Interestingly, cryptococcal infection has previously been described in association with chronic allograft loss in renal transplant patients [9]. This is thought to occur as a consequence of immune reconstitution syndrome following a reduction or cessation of immunosuppressant agents during the acute infection [9]. It is feasible that the immune response leading to AMR and IDP in our patient was in part related to changes in his immunosuppressive regimen during his recent cryptococcal infection. In support of this notion, his CSA trough was slightly subtherapeutic when he presented with AMR.

In retrospect, the patient’s atrial flutter may have been his initial symptoms of AMR, as this arrhythmia has been associated with graft rejection [10]. The duration of plasmapheresis and high-dose steroids were likely sufficient to treat the antibodies responsible for the IDP but may have been insufficient to treat the concurrent AMR, which was as of yet undiagnosed. The significant reduction in anti-HLA DR53 MFI and improvement in clinical and echocardiographic parameters following plasmapheresis and IVIG strongly argue that his heart failure was a consequence of AMR. The resolution of cardiac dysfunction and neurologic symptoms with these therapies suggests the existence of a common underlying antibody-mediated mechanism. Despite an initial response to treatment for AMR, the patient died suddenly at home two months after diagnosis. This highlights the fact that AMR remains a difficult diagnostic and therapeutic dilemma.

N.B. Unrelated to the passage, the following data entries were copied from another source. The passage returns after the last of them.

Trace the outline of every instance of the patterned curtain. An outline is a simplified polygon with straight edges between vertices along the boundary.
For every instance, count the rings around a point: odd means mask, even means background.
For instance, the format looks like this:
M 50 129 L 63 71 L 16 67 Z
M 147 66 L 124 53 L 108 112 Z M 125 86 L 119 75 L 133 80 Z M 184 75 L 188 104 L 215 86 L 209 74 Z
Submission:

In summary, this is a unique case that demonstrates immune-mediated injury of multiple organ systems, including a transplanted heart allograft. It is possible that both the IDP and AMR resulted from immune activation triggered by recent disseminated cryptococcal infection and/or the subsequent reduction in immunosuppression. This case illustrates that although opportunistic infection is frequently a sign of an overly suppressed immune system, alteration in maintenance immunosuppression should prompt vigilant followup of the patient with a transplanted allograft.

Conflict of Interests

The authors have no conflict of interests.